• A search engine can’t pay a website for having the honor of bringing them visits and ad views.

    Fuck reddit, get delisted, no problem.

    Weird that google is ignoring their robots.txt though.

    Even if they pay them for being able to say that glue is perfect on pizza, having

    User-agent: *
    Disallow: /
    

    should block googlebot too. That means google programmed an exception on googlebot to ignore robots.txt on that domain and that shouldn’t be done. What’s the purpose of that file then?

    Because robots.txt is completely based on honor (there’s no need to pretend being another bot, could just ignore it), should be

    User-agent: Googlebot
    Disallow:
    User-agent: *
    Disallow: /
    
    •  tal   ( @tal@lemmy.today ) 
      link
      fedilink
      English
      4
      edit-2
      2 months ago

      I guessed in a previous comment that given their new partnership, Reddit is probably feeding their comment database to Google directly, which reduces load for both of them and permits Google to have real-time updates of the whole kit-and-kaboodle rather than polling individual pages. Both Google and Reddit are better-off doing that, and for Google it’d make sense for any site that’s large-enough and valuable enough to warrant putting forth any effort special-case to that site.

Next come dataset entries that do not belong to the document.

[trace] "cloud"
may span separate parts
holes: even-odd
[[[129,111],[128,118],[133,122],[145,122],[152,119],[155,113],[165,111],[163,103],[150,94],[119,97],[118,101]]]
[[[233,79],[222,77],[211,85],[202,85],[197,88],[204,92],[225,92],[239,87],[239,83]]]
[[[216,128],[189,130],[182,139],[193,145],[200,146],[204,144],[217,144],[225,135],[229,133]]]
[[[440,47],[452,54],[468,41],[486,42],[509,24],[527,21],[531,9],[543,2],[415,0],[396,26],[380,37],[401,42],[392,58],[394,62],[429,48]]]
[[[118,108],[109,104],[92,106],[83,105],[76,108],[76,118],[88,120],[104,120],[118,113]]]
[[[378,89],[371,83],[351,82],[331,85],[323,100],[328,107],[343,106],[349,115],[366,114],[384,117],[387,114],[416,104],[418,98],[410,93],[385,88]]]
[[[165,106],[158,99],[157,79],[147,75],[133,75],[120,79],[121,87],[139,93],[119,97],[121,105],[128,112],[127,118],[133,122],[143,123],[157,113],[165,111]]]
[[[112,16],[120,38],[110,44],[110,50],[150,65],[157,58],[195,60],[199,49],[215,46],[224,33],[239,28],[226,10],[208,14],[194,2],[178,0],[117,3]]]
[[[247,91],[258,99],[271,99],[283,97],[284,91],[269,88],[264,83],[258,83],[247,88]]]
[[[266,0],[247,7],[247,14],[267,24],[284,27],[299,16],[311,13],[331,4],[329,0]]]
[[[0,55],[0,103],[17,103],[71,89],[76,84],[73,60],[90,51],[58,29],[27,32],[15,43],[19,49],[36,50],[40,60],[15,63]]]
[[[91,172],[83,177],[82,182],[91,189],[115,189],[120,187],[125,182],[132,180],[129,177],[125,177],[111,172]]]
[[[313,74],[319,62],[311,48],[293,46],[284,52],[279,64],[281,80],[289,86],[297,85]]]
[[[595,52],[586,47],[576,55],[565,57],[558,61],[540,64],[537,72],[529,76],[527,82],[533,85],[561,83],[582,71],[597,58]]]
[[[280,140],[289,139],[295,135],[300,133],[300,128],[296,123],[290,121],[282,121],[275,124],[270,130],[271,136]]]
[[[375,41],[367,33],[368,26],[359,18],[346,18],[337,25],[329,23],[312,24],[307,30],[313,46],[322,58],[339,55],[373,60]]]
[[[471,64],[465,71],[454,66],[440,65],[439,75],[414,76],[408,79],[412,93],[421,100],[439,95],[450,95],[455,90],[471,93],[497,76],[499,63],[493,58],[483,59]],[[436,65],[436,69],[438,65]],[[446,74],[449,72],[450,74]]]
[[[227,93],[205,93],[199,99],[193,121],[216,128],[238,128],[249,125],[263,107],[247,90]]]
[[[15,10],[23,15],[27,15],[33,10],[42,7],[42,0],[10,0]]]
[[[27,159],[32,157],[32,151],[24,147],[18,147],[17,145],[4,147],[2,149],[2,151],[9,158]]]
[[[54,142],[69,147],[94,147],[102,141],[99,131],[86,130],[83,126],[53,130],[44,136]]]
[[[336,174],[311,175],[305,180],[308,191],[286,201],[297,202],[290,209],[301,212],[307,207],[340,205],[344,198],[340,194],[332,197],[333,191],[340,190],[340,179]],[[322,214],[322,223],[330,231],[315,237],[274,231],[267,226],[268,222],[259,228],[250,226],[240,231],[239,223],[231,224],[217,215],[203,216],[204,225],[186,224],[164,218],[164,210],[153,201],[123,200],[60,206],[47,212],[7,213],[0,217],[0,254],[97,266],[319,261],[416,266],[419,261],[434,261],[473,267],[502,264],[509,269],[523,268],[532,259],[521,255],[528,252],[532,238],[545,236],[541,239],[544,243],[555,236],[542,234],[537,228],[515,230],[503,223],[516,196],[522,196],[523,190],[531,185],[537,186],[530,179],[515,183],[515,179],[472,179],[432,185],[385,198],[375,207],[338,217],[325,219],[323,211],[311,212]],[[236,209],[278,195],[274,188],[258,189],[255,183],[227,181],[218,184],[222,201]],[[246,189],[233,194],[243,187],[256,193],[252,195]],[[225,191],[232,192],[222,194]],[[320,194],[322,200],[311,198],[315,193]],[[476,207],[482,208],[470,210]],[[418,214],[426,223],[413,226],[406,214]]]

      I know that Reddit built functionality for that before, used it for pushshift.io and I believe bots.

      I doubt that Google is actually using Googlebot on Reddit at all today.

      I would bet against either Google violating robots.txt or Reddit serving different robots.txt files to different clients (why? It’s just unnecessary complication).

    • Google is paying for the use of Reddit’s API, not for scraping the site.

      That’s the new Reddit’s business model: want “their” (users’) content, then pay for API access.